Le 17 janvier 2015, une jeune femme a été victime d’un viol alors qu’elle était inconsciente, après une soirée sur le campus de Stanford. Son agresseur, Brock Turner, était un jeune homme de bonne famille, bien sous tous rapports et promis à une belle carrière sportive.
Durant le procès du violeur de Stanford, l’identité de la jeune femme n’a jamais été révélée au grand public : on a ignoré jusqu’au bout qui était la victime, désignée comme Emily Doe.
Pourtant ses mots ont fait le tour du monde.

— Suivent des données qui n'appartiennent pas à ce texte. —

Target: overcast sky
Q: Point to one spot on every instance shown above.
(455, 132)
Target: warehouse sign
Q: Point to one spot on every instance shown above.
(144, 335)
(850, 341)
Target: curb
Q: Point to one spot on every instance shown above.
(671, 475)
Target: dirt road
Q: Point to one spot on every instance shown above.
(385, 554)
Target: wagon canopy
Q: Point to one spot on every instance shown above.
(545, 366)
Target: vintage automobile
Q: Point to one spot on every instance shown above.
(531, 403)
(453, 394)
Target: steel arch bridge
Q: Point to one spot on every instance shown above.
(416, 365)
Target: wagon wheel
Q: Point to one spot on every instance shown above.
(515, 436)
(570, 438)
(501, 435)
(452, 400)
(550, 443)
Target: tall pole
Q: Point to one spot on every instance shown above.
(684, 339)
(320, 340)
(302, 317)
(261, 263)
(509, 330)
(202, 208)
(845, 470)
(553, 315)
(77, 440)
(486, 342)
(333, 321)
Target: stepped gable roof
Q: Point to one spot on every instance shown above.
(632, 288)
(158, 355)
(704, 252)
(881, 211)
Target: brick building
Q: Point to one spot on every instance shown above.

Le 3 juin 2016, BuzzFeed a publié la déclaration qu’elle a adressé à son violeur lors du verdict, son victim impact statement, une prise de parole auquel a droit la victime, et qui permet à la cour et à l’accusé d’entendre ce qu’elle a à dire avant que la sentence ne soit prononcée.
La déclaration débutait ainsi :
« Tu ne me connais pas, mais tu as pénétré en moi, et c’est pour ça que nous sommes là aujourd’hui. ».
La déclaration a bousculé les États-Unis, des années après Anita Hill en 1991, cette professeure de droit qui avait dénoncé des faits de harcèlement sexuel et accusait Clarence Thomas lors de sa nomination comme juge à la Cour suprême.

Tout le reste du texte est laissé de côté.